Home Blog Which eReader Will Win?
Sep
12
2010
Which eReader Will Win? Print

There is a lot of Sturm und Drang in the media these days over Kindle versus iPad versus ... a lot more ebook readers which exist or might exist sometime real soon now. I think the issue is not an issue.

The hardware is not especially important. Sure, there are some big differences between dedicated ebook reading devices like the Kindle, and multipurpose devices like the iPad. I expect both dedicated ebook readers and multipurpose readers will “win” in the sense that neither will eliminate the other from the market.

Dedicated reading devices with their low-battery consumption, paper-like monochrome screens, and falling retail prices, are wonderful for people who just want to read. By Christmas there should be lots of them on sale at around $99. By Christmas 2011, the going price for a basic reader will likely be at or close to $50. Those low prices, combined with ebook prices at under $10, should ensure many of these readers are sold in years to come.

The multipurpose reader category is dominated by products from Apple (the iPad, iPod Touch, and iPhone). These are not inexpensive products, but they perform a range of functions which consumers want and are clearly willing to pay for. Apple has a significant “first mover” advantage with this product line, but in the coming 12 months will be challenged by (mostly) Android-based products from a variety of makers.

No doubt we will see plenty of reading device makers come to market, stay around a while, and then either fade away or go away noisily. Each time one goes down, the media will proclaim the category it represents (dedicated or multipurpose) to be either “dead” or “dying.” As usual, the excitable media will be wrong.

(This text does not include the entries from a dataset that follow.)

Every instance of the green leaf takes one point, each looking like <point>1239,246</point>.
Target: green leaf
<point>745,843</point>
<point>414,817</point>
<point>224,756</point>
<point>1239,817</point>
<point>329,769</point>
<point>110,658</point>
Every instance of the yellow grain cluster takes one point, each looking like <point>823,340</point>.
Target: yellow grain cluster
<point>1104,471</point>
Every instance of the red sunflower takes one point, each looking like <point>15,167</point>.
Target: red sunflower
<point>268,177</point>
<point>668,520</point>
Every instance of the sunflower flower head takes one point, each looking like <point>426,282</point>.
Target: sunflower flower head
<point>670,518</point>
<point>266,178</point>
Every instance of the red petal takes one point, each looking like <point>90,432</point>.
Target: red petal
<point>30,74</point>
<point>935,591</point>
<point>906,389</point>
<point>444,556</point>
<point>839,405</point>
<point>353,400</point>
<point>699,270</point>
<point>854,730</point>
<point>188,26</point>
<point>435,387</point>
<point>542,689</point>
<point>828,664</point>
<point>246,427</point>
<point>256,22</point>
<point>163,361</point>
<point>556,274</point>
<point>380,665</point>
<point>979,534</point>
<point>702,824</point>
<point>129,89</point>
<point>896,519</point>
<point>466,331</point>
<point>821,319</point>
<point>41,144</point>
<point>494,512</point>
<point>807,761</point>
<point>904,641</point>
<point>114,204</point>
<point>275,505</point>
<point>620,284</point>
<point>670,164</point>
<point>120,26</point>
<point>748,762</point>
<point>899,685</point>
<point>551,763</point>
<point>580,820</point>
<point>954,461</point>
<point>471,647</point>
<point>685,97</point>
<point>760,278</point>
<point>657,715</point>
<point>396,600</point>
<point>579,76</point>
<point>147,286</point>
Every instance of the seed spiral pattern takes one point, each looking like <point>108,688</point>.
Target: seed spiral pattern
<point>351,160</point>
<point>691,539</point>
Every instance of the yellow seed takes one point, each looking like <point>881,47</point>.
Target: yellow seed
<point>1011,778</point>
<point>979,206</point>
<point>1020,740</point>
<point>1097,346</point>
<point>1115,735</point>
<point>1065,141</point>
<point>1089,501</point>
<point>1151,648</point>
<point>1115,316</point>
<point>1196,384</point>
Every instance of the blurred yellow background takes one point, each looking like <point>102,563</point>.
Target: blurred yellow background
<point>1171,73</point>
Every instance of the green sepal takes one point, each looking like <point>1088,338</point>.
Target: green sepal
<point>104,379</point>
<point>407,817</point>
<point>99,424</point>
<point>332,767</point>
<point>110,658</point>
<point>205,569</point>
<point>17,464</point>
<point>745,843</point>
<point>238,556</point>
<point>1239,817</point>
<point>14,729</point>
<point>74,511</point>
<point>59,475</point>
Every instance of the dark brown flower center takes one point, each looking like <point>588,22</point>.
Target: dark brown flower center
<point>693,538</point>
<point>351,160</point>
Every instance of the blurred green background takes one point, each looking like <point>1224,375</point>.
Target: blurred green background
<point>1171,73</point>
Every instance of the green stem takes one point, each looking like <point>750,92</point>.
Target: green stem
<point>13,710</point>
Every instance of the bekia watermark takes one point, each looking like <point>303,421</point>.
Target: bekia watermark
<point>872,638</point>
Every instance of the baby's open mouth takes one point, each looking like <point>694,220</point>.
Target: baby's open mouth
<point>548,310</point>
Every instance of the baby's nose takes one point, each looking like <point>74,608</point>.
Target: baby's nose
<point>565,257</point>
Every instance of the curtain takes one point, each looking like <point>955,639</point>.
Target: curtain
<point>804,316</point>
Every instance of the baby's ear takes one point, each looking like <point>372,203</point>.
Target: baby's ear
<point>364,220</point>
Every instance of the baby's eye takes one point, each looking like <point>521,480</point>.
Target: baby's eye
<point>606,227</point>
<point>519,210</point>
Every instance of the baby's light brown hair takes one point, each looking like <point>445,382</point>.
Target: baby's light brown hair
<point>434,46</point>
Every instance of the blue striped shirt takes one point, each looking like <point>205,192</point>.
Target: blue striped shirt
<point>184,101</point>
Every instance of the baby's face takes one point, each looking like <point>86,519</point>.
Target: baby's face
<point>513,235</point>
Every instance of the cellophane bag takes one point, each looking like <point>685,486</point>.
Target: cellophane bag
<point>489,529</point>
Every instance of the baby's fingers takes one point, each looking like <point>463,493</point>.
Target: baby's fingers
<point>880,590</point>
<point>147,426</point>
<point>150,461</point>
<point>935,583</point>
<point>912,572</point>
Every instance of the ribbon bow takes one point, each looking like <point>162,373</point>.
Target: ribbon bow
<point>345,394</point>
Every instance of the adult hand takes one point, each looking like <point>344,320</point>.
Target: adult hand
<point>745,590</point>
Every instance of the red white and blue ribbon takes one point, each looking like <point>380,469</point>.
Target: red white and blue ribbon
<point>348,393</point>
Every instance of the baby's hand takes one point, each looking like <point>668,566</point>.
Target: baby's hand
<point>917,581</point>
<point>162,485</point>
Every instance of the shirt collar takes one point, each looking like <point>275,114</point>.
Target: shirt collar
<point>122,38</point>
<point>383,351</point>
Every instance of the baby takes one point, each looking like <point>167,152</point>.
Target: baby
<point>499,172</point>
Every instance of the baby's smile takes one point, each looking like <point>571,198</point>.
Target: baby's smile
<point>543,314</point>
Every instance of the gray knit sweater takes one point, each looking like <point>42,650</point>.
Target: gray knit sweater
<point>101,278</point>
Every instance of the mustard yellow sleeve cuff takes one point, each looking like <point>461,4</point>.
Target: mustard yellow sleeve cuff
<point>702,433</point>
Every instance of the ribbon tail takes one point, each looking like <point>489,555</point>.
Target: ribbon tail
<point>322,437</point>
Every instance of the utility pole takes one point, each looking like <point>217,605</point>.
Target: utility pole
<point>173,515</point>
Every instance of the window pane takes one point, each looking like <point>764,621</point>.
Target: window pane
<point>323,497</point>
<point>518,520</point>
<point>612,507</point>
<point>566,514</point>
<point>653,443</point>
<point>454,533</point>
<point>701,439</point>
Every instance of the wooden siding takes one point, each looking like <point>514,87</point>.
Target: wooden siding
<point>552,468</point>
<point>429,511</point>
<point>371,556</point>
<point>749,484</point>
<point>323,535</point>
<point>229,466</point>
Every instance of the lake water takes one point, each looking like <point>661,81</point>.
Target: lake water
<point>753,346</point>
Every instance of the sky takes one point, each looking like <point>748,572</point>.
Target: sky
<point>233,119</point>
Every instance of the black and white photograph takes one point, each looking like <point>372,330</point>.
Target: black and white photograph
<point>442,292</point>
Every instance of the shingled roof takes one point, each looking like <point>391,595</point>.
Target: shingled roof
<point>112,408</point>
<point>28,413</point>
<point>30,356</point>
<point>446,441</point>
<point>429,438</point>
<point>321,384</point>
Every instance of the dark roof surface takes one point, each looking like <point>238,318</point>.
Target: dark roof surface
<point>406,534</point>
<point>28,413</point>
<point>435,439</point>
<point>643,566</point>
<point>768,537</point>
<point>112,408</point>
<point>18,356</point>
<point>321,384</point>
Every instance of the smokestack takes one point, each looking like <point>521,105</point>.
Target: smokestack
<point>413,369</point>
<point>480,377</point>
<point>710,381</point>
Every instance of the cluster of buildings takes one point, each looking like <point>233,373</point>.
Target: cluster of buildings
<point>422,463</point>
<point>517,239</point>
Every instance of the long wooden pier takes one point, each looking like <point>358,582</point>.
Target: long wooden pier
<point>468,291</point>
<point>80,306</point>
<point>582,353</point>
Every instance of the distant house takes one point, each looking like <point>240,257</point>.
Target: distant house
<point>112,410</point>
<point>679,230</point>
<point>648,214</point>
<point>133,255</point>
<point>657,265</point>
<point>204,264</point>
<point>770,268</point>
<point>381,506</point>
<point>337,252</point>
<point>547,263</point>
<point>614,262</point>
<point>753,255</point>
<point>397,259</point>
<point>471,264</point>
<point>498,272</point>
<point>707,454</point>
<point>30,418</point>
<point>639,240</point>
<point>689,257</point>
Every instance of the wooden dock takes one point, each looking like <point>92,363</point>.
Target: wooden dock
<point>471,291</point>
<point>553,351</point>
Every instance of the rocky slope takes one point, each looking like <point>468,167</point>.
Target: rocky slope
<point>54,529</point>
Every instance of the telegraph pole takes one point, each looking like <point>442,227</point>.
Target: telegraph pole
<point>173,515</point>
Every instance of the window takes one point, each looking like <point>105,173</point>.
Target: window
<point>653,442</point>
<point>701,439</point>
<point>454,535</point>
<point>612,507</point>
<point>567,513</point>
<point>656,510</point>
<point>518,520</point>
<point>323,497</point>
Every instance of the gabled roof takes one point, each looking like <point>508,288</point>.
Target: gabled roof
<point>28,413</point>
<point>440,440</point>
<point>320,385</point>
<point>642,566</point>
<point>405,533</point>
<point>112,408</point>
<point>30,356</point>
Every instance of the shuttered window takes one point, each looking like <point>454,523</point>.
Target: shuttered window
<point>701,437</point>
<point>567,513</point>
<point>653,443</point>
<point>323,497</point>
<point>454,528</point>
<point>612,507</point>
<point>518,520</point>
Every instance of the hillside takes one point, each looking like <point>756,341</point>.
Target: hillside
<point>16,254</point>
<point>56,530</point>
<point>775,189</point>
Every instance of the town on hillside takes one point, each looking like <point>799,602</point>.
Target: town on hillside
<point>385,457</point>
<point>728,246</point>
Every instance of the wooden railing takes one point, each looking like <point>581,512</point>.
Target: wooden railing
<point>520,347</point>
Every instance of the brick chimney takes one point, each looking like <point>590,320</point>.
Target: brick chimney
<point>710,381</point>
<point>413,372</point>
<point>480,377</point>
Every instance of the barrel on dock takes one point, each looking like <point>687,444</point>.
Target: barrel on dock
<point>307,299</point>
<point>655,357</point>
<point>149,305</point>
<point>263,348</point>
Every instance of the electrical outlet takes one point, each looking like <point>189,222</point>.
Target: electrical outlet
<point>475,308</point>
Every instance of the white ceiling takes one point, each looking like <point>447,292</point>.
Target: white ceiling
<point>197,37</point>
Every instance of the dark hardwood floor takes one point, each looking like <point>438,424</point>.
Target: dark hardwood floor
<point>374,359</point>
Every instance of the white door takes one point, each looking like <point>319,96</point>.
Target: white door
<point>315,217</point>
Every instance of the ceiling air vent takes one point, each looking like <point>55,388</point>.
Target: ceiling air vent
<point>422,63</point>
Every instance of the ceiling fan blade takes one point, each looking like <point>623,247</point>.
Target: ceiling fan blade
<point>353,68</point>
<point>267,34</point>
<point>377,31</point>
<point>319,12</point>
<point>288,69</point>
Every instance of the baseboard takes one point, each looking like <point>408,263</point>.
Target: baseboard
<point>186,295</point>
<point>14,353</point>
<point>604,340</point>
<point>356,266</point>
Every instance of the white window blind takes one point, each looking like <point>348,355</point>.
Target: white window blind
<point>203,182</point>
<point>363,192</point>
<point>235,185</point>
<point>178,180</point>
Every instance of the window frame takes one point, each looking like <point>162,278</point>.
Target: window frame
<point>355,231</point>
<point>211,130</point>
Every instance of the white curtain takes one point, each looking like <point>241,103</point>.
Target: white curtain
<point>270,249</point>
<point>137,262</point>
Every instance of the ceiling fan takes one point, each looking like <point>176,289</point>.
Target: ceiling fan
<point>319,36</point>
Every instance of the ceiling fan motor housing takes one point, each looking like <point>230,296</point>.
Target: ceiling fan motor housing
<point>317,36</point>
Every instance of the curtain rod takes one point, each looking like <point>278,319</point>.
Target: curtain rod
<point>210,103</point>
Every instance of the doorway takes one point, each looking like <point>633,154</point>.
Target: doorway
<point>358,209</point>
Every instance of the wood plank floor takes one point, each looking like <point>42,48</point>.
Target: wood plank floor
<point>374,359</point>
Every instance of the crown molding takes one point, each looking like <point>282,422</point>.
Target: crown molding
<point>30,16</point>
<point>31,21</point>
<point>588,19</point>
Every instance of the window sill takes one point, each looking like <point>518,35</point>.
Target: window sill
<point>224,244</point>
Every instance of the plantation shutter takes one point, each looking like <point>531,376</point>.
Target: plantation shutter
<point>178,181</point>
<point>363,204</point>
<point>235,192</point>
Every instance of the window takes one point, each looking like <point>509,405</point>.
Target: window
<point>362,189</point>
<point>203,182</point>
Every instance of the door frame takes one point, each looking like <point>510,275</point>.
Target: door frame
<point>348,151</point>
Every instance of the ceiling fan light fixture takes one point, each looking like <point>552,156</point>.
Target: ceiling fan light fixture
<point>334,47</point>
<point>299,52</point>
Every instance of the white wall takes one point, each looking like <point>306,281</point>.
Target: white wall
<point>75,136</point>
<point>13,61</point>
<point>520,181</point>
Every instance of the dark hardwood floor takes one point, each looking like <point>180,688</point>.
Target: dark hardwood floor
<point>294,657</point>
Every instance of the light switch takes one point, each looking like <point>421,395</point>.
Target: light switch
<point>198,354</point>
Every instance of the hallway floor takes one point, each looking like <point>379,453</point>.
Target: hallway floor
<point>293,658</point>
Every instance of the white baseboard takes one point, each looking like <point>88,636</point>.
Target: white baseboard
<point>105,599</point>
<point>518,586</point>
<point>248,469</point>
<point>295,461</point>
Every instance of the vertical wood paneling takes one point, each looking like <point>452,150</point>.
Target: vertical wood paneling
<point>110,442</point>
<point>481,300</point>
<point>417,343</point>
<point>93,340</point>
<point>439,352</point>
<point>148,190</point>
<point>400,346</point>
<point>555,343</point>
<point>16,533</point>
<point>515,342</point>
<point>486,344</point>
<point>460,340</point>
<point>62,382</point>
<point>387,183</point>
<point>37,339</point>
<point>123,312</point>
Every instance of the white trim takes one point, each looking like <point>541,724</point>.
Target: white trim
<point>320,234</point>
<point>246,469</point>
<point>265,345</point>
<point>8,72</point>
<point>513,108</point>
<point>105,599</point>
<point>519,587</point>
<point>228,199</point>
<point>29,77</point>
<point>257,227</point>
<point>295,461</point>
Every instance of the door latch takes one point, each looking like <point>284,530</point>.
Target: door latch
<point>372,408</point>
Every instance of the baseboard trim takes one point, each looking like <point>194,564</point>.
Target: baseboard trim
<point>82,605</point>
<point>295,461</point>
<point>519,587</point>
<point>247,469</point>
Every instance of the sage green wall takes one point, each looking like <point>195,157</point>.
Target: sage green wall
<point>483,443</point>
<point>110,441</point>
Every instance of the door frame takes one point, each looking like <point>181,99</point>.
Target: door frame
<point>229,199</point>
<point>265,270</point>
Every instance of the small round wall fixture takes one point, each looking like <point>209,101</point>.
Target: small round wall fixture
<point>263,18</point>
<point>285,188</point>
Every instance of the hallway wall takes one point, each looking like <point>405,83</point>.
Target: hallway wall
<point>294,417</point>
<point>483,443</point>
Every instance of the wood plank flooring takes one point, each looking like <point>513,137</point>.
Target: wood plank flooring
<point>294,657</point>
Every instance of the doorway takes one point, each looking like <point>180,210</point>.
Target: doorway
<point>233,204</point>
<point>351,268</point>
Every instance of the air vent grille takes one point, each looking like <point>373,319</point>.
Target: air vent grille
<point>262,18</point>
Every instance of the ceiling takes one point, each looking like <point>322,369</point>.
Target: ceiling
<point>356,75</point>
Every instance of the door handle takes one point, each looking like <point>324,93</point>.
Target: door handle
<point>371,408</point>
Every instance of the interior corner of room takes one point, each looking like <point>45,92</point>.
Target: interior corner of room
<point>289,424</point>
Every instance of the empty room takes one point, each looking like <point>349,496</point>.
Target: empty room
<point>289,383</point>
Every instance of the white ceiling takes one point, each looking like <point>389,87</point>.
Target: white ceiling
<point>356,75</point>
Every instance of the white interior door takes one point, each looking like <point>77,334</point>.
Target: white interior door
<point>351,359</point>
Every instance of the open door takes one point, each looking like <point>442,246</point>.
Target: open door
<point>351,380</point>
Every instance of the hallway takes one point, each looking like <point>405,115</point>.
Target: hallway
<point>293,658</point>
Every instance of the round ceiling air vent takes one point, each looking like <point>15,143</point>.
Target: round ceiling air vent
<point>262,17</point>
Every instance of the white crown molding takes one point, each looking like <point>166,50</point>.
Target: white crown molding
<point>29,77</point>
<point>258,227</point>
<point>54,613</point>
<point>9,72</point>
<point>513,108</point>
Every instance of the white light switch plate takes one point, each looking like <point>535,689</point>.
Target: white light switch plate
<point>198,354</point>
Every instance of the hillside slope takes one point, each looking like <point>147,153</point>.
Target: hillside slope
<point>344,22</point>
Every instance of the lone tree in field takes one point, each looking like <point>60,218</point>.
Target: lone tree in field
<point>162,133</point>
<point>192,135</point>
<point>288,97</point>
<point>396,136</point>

Remember when there were many dozens of brands of MP3 music players? Most of those did not survive. For the most part, the bigger names in the business departed. The segment for dedicated players is now dominated by Apple, but there are still more than a dozen other makes out there, selling low-end models and surviving. Another fork in the road was the inclusion of music-player capability in cellphones; most now have the feature.

Four or five years from now, I expect the dedicated, monochrome ebook reader will be a marginal product. Multifunction devices will dominate the digital book landscape in the same way multifunction devices have come to dominate the digital music landscape.

Until we reach that point, arguing about which device will “win” and which will not is a waste of time. There are far more relevant issues to ponder, such as DRM, distribution rights, and how the heck anyone in the book business is going to make any money!